Definvest, le fonds du ministère des Armées, mise sur Kalray, pionnier des processeurs pour systèmes « intelligents »

Créée en 2008 grâce à un accompagnement du Commissariat à l’énergie atomique (CEA), la société Kalray développe des microprocesseurs appelés MMPA [Massively Parallel Processor Array] dont l’architecture permet d’accroître significativement la puissance de calcul tout en maintenant une consommation d’énergie très basse.

Par ailleurs, Kaltray, qui détient pas moins d’une quarantaine de brevets, a crée, avec le Laboratoire d’électronique et de technologie de l’information (LETI) et Laboratoire d’Intégration de Systèmes et des technologies (LIST), tous deux dépendants du CEA, une unité de recherche commune sur les outils de programmation, les réseaux sur puce et le portage d’applications pour MPPA.

Encodage vidéo temps-réel, analyse d’images en vidéoprotection, réalité augmentée, traitement du signal, etc… Les applications du MMPA sont nombreuses. En outre, ce microprocesseurs très performants peut être utilisé dans les domaines de l’aéronautique, des véhicules autonomes et des data centers (avec une accélération du stockage des données et des réseaux à très haut débit).

En juin 2017, étant donné son potentiel, Kalray a levé 23,6 millions d’euros auprès de Safran Corporate Ventures, CEA Investissement, EUREKAP!, Inocap Gestion, ACE Management et le fonds asiatique Pengpai.

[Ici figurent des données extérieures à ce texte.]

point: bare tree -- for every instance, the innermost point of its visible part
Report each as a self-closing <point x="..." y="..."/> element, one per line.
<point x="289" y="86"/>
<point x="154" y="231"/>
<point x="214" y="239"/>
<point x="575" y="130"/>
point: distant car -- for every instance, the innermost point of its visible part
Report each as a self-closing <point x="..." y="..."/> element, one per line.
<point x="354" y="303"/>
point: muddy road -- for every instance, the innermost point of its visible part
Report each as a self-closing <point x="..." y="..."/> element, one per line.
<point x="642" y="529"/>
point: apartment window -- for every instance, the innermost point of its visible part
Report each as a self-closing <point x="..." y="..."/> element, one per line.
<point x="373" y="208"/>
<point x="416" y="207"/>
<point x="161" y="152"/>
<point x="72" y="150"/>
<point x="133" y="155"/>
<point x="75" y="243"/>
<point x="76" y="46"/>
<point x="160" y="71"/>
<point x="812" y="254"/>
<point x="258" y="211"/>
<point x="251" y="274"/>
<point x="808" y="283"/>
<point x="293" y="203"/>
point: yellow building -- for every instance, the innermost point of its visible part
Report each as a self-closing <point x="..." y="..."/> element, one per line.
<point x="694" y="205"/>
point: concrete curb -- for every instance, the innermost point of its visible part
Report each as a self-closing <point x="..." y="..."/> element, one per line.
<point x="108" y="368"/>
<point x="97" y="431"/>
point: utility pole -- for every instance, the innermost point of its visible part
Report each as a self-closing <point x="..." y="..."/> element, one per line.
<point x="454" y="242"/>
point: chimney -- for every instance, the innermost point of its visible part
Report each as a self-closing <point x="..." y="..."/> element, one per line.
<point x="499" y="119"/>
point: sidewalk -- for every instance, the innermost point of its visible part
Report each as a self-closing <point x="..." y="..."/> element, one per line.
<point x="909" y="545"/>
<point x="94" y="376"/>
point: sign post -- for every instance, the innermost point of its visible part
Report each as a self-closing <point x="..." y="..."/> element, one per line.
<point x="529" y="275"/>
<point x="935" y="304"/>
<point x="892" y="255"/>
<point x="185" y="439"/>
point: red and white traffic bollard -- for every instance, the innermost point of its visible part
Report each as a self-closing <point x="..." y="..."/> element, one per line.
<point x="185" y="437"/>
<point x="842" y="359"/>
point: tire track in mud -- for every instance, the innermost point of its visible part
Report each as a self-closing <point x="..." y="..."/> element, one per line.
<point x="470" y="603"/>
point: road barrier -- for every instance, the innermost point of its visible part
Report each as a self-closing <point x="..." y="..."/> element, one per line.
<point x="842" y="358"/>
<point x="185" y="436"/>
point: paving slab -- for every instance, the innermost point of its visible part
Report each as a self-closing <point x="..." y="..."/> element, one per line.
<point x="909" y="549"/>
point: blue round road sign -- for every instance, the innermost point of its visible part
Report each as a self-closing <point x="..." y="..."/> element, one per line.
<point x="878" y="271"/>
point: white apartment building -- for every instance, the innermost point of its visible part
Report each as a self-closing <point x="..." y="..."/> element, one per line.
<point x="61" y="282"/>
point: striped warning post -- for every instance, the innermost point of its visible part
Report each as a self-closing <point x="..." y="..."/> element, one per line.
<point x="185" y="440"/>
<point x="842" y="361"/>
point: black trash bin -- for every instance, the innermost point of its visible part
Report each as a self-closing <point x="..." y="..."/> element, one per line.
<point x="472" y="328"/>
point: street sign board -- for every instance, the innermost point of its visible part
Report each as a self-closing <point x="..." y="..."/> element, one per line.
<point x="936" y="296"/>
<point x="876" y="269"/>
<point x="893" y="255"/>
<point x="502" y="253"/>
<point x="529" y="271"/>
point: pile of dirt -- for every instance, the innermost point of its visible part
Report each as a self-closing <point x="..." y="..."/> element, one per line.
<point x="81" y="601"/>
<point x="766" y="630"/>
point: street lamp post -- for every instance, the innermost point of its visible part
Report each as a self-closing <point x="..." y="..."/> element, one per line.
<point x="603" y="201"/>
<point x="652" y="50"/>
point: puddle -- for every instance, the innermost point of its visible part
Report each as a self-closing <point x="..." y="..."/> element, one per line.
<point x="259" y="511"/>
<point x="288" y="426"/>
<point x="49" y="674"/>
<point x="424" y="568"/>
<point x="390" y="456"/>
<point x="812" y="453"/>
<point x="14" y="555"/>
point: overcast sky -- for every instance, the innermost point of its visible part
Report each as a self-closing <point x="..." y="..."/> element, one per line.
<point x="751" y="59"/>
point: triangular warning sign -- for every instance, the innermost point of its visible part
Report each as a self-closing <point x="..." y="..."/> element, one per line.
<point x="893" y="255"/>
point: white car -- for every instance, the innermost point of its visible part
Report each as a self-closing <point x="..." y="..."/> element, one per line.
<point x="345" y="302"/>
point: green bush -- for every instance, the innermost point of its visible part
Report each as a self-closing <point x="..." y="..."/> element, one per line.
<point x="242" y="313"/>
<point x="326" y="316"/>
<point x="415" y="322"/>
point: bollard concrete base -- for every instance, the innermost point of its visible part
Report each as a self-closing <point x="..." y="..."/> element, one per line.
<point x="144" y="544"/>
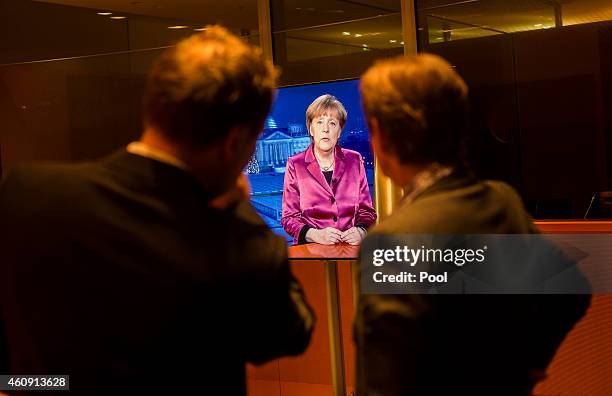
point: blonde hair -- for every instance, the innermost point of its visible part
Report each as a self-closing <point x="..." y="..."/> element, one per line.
<point x="321" y="106"/>
<point x="421" y="105"/>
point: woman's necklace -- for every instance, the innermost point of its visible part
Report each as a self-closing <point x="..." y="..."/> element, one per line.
<point x="327" y="168"/>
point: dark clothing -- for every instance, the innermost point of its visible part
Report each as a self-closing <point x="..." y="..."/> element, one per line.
<point x="110" y="272"/>
<point x="460" y="344"/>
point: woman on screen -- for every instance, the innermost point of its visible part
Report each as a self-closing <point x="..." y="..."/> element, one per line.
<point x="326" y="198"/>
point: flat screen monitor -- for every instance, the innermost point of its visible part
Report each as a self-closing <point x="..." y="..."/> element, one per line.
<point x="285" y="134"/>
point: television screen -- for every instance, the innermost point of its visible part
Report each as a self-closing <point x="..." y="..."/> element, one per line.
<point x="285" y="134"/>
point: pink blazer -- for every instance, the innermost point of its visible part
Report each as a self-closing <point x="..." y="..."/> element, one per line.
<point x="309" y="200"/>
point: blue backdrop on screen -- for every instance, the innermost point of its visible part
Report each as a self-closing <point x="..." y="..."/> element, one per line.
<point x="285" y="134"/>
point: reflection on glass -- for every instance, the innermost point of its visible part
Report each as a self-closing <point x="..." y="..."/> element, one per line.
<point x="326" y="50"/>
<point x="540" y="78"/>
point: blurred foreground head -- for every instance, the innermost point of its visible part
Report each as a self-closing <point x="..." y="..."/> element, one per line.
<point x="416" y="108"/>
<point x="205" y="85"/>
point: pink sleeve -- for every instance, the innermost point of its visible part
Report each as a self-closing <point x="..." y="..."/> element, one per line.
<point x="291" y="219"/>
<point x="366" y="213"/>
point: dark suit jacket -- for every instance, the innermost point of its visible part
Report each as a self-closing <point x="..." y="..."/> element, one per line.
<point x="460" y="344"/>
<point x="119" y="274"/>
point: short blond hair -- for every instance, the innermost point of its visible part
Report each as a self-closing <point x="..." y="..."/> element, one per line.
<point x="421" y="105"/>
<point x="206" y="84"/>
<point x="321" y="106"/>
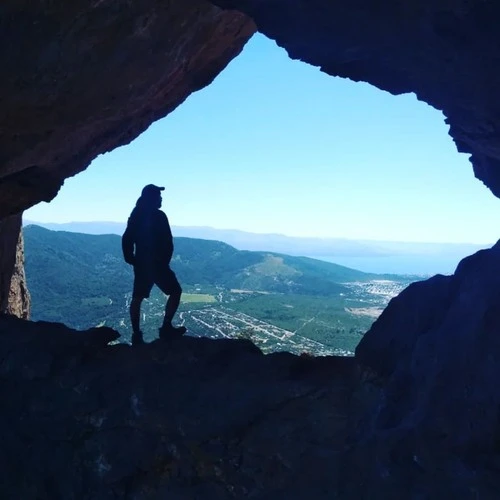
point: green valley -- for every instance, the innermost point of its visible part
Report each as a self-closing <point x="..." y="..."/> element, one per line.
<point x="279" y="301"/>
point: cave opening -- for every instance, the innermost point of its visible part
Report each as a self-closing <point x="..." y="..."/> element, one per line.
<point x="274" y="156"/>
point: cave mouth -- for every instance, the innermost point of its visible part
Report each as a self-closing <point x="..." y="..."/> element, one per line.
<point x="262" y="150"/>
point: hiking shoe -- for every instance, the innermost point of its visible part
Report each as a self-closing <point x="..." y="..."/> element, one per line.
<point x="137" y="339"/>
<point x="169" y="331"/>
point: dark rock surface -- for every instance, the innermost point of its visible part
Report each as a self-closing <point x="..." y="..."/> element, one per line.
<point x="445" y="51"/>
<point x="190" y="418"/>
<point x="434" y="354"/>
<point x="80" y="78"/>
<point x="14" y="294"/>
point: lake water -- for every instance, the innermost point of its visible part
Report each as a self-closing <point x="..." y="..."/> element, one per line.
<point x="423" y="265"/>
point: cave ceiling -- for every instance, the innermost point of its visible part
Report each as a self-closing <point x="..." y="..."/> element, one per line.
<point x="81" y="78"/>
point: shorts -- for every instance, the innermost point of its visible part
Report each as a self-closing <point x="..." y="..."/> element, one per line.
<point x="145" y="277"/>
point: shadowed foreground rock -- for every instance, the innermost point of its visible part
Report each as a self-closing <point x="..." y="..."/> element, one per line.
<point x="194" y="418"/>
<point x="434" y="355"/>
<point x="14" y="294"/>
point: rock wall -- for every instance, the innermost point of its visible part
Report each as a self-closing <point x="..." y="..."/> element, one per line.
<point x="14" y="295"/>
<point x="190" y="419"/>
<point x="431" y="360"/>
<point x="80" y="78"/>
<point x="445" y="51"/>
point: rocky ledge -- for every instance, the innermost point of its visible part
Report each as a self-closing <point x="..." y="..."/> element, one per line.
<point x="191" y="418"/>
<point x="414" y="415"/>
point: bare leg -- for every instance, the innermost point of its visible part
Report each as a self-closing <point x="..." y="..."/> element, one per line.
<point x="171" y="307"/>
<point x="135" y="315"/>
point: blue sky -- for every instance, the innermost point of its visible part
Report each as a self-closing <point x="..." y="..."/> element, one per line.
<point x="276" y="146"/>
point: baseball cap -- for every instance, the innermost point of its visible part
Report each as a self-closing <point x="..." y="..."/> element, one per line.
<point x="151" y="190"/>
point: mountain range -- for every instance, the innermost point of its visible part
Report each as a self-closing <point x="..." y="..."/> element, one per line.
<point x="291" y="245"/>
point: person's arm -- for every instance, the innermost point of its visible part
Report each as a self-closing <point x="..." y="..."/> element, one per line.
<point x="128" y="243"/>
<point x="168" y="238"/>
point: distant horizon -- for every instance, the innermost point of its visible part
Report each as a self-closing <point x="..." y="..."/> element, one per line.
<point x="232" y="229"/>
<point x="275" y="146"/>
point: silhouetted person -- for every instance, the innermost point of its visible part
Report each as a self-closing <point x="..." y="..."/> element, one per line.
<point x="148" y="245"/>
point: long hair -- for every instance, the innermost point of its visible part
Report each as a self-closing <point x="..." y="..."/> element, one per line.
<point x="143" y="207"/>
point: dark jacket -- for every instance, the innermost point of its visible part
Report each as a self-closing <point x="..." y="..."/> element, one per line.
<point x="147" y="240"/>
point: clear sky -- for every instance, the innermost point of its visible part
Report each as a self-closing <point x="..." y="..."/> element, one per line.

Près d’un an plus tard, un autre tour de table vient d’être bouclé, avec l’entrée au capital de l’entreprise d’Alliance Ventures, le fonds de capital-risque du groupe Renault-Nissan-Mitsubishi et de Definvest, le fonds lancé en novembre 2017 et géré par Bpifrance pour le compte du ministère des Armées.

« Cette opération s’élève à un total de 10 M€, incluant les actionnnaires existants et les nouveaux investisseurs », a précisé Kalray, via un communiqué.

L’intérêt du constructeur automobile pour Kalray s’explique par le fait que les processeurs de Kalray ont été choisis pour équiper Symbioz, son prototype de voiture autonome. Aussi, « cet investissement dans Kalray est donc tout à fait stratégique », a estimé François Dossa, le directeur du fonds créé par Renault/Nissan/Mitsubishi.

Et il en va de même pour le ministère des Armées. « Kalray figure parmi ces start-ups et PME françaises innovantes qui développent des technologies de rupture à la fois très prometteuses et stratégiques pour notre pays. Le fonds Definvest apporte une solution à ces entreprises pour qui le financement est particulièrement crucial », a souligné Nicolas Dufourcq, le directeur Général de Bpifrance.

« Le ministère des Armées se tient résolument aux côtés de l’innovation et de tous ceux qui osent. Kalray est le premier investissement de Definvest et je sais que beaucoup d’autres suivront. Ce premier investissement, c’est un signe fort pour tous les entrepreneurs, les chercheurs, les ingénieurs : la défense croit en vous, investit pour vous », a commenté Florence Parly, la ministre des Armées.

Comme l’explique Kalray, les « processeurs dits ‘intelligents’ permettent d’analyser à la volée et de manière intelligente des flux très importants d’informations, de réagir et de prendre des décisions en temps réel » et leur « usage se démocratise dans des secteurs en forte croissance comme les réseaux informatiques de nouvelle génération, les véhicules autonomes, la santé ou encore les drones et robots. »

Grâce aux fonds levés, l’industriel compte engager le « déploiement commercial » du processeur existant et finaliser le développement de la génération suivante, qui devraient être lancée en 2019.